I haven't been able to get the check boxes to work yet, although I wouldn't be surprised if that functionality is coming soon. In the meantime, here is a workaround using the multiselect widget:
from bokeh.io import vform
from bokeh.models import CustomJS, ColumnDataSource, MultiSelect
from bokeh.plotting import figure, output_file, show
import pandas as pd
IBM = pd.read_csv(
"http://ichart.yahoo.com/table.csv?s=IBM&a=0&b=1&c=2011&d=0&e=1&f=2016",
parse_dates=['Date'])
output_file("datetime.html")
source = ColumnDataSource({'x': IBM['Date'], 'y1': IBM['Close'], \
'y2': IBM['Adj Close'], 'y1p': IBM['Close'], 'y2p': IBM['Adj Close']})
p = figure(width=500, height=250, x_axis_type="datetime")
p.line('x', 'y1', source=source, color='navy', alpha=0.5)
p.line('x', 'y2', source=source, color='red', alpha=0.5)
callback = CustomJS(args=dict(source=source), code="""
var data = source.get('data');
var f = cb_obj.get('value')
y1 = data['y1']
y2 = data['y2']
y1p = data['y1p']
y2p = data['y2p']
if (f == "line2") {
for (i = 0; i < y1.length; i++) {
y1[i] = 'nan'
y2[i] = y2p[i]
}
} else if (f == "line1") {
for (i = 0; i < y2.length; i++) {
y1[i] = y1p[i]
y2[i] = 'nan'
}
} else if (f == "none") {
for (i = 0; i < y2.length; i++) {
y1[i] = 'nan'
y2[i] = 'nan'
}
} else {
for (i = 0; i < y2.length; i++) {
y1[i] = y1p[i]
y2[i] = y2p[i]
}
}
source.trigger('change');
""")
multi_select = MultiSelect(title="Lines to plot:", \
value=["line1", "line2", "none"], \
options=["line1", "line2", "none"], callback=callback)
layout = vform(multi_select, p)
show(layout)
The output looks like this:
For people still looking for this.

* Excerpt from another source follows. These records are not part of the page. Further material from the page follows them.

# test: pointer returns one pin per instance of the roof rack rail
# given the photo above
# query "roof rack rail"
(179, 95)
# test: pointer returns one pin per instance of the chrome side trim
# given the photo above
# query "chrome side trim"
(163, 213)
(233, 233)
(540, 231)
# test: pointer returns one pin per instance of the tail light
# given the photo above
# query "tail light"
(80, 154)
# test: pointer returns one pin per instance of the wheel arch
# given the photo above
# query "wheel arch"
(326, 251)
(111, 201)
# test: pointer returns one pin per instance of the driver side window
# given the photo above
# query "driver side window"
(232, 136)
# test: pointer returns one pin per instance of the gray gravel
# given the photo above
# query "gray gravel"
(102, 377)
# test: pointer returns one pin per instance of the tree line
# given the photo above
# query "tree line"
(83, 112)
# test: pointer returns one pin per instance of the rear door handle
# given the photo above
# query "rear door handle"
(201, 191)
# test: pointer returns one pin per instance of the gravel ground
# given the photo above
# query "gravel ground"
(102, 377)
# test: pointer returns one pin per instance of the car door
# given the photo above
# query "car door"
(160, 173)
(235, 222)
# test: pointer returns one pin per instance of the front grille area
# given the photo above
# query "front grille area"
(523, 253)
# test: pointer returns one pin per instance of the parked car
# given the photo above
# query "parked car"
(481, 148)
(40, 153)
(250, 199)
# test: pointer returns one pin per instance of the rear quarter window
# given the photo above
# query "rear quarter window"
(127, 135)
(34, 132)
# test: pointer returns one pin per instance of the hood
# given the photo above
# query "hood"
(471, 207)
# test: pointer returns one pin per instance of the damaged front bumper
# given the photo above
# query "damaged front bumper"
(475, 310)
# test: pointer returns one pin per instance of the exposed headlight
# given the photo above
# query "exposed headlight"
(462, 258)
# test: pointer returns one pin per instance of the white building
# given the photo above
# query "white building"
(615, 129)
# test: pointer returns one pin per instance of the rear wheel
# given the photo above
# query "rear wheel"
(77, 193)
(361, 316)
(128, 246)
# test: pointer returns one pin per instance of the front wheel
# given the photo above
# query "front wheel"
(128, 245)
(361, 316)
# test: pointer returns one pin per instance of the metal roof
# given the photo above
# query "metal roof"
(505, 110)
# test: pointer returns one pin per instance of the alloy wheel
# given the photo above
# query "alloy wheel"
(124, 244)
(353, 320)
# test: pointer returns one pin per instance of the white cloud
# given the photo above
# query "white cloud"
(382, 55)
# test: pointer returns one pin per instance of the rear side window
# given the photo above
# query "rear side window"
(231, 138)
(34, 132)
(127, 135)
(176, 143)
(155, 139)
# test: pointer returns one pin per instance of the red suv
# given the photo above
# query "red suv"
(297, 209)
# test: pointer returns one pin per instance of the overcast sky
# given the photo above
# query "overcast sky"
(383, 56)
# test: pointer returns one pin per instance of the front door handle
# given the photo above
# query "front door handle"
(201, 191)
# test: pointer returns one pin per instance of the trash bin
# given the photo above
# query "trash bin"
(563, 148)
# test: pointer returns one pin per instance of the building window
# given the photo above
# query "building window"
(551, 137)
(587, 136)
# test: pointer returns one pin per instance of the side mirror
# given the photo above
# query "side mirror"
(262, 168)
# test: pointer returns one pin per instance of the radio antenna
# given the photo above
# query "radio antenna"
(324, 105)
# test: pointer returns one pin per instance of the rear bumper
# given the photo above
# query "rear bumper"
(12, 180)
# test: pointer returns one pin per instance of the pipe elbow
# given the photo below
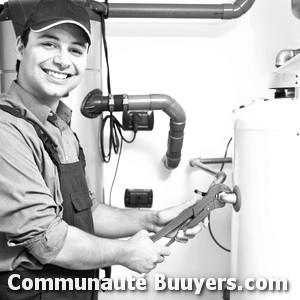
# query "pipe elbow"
(170, 106)
(237, 9)
(176, 133)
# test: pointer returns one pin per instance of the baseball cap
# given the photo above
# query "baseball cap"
(49, 13)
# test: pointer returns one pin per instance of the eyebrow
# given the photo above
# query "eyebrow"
(50, 36)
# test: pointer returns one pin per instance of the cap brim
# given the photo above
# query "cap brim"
(45, 26)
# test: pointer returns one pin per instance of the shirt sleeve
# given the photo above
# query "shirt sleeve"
(29, 215)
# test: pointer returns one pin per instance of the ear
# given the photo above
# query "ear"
(19, 48)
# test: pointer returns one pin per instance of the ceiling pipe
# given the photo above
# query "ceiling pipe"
(188, 11)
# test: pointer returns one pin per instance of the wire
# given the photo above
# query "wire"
(209, 226)
(106, 52)
(225, 155)
(213, 237)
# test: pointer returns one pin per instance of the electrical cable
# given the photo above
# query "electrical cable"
(209, 226)
(115, 137)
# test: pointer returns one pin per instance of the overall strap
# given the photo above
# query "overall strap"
(48, 143)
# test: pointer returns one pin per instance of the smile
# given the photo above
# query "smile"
(57, 75)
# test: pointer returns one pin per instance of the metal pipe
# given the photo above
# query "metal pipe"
(222, 160)
(95, 103)
(188, 11)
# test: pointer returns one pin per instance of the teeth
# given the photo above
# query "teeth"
(57, 75)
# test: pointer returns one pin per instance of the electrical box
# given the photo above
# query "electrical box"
(138, 198)
(138, 120)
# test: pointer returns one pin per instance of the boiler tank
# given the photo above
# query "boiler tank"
(265, 232)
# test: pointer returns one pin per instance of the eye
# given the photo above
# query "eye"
(49, 45)
(76, 51)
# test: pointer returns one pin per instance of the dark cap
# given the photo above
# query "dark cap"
(50, 13)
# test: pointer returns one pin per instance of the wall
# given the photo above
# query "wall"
(210, 68)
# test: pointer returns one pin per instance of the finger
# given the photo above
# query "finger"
(181, 240)
(205, 222)
(191, 232)
(165, 251)
(161, 259)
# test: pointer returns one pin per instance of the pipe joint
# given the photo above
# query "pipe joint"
(237, 9)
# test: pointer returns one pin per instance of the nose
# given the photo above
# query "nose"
(62, 59)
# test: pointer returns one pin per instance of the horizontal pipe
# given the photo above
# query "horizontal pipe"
(222, 160)
(95, 103)
(187, 11)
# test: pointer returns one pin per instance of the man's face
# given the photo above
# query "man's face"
(53, 62)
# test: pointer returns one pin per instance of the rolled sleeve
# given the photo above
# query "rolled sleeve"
(46, 245)
(30, 215)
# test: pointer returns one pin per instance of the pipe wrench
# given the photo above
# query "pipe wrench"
(196, 213)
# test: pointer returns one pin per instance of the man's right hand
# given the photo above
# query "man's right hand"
(142, 254)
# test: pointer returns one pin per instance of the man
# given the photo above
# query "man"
(49, 226)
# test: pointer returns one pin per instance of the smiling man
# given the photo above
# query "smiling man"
(50, 227)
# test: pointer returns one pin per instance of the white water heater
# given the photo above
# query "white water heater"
(265, 241)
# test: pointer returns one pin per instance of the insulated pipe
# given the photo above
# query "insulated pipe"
(95, 103)
(188, 11)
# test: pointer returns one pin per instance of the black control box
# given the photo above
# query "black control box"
(138, 198)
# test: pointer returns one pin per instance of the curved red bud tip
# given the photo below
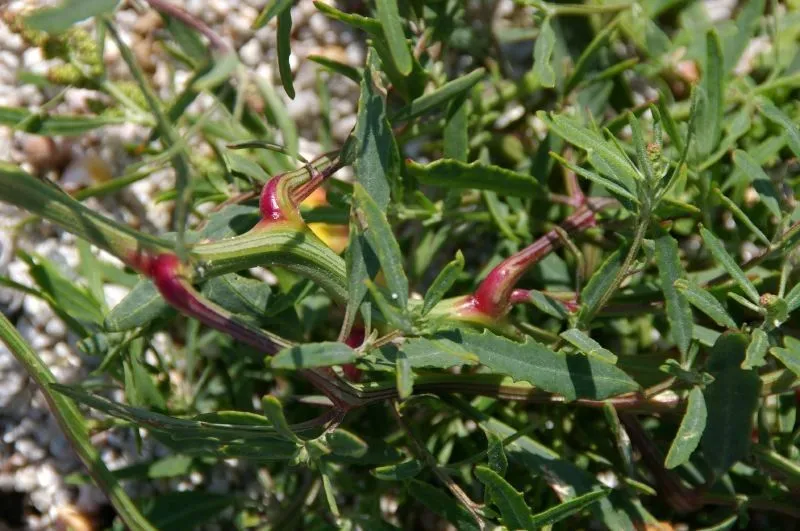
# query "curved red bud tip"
(269, 203)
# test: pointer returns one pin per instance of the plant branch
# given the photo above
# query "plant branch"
(72, 424)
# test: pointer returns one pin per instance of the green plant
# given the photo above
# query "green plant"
(649, 354)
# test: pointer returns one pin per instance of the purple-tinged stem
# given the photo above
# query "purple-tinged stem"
(493, 297)
(185, 17)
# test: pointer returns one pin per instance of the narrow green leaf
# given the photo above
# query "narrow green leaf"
(709, 123)
(496, 453)
(618, 167)
(567, 509)
(439, 97)
(789, 355)
(63, 292)
(587, 345)
(284, 50)
(169, 137)
(399, 472)
(547, 305)
(48, 125)
(382, 240)
(741, 216)
(221, 72)
(310, 355)
(731, 401)
(139, 308)
(641, 149)
(361, 265)
(342, 442)
(350, 72)
(273, 8)
(392, 24)
(238, 294)
(374, 136)
(73, 426)
(761, 181)
(542, 51)
(403, 375)
(790, 128)
(756, 350)
(690, 431)
(793, 298)
(456, 135)
(443, 282)
(679, 313)
(601, 280)
(573, 376)
(273, 410)
(513, 509)
(608, 184)
(423, 352)
(442, 504)
(370, 25)
(705, 302)
(58, 19)
(449, 173)
(717, 249)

It was solved by mosc9575. Here is a slightly modified version of mosc9575's solution code:
import numpy as np
from bokeh.layouts import column, row
from bokeh.models import CustomJS, Slider, CheckboxGroup
from bokeh.plotting import ColumnDataSource, figure, show
# initial input data
x = np.linspace(0, 10, 500)
y = np.sin(x)
z = np.cos(x)
name_lst = ['sin', 'cos']
# dataframe
source = ColumnDataSource(data=dict(x=x, y=y, z=z))
# initialize figure
fig = figure()
line_renderer = [
fig.line('x', 'y', source=source, name=name_lst[0]),
fig.line('x', 'z', source=source, name=name_lst[1])
]
line_renderer[0].visible = False
# create a slider and a couple of check boxes
freq_slider = Slider(start=0.1, end=10, value=1, step=.1, title="Frequency")
checkbox = CheckboxGroup(
labels=name_lst,
active=[1, 1],
width=100
)
# callbacks
callback = CustomJS(args=dict(source=source, freq=freq_slider),
code="""
const data = source.data;
const k = freq.value;
const x = data['x'];
const y = data['y'];
const z = data['z'];
for (let i = 0; i < x.length; i++) {
y[i] = Math.sin(k*x[i]);
z[i] = Math.cos(k*x[i]);
}
source.change.emit();
""")
callback2 = CustomJS(args=dict(lines=line_renderer, checkbox=checkbox),
code="""
lines[0].visible = checkbox.active.includes(0);
lines[1].visible = checkbox.active.includes(1);
""")
# changes upon clicking and sliding
freq_slider.js_on_change('value', callback)
checkbox.js_on_change('active', callback2)
layout = row(
fig,
column(freq_slider, checkbox)
)
show(layout)
cos(kx) and a sin(kx) functions can be turned on and off using the checkboxes. With a slider k can be changed. This does not require a bokeh server.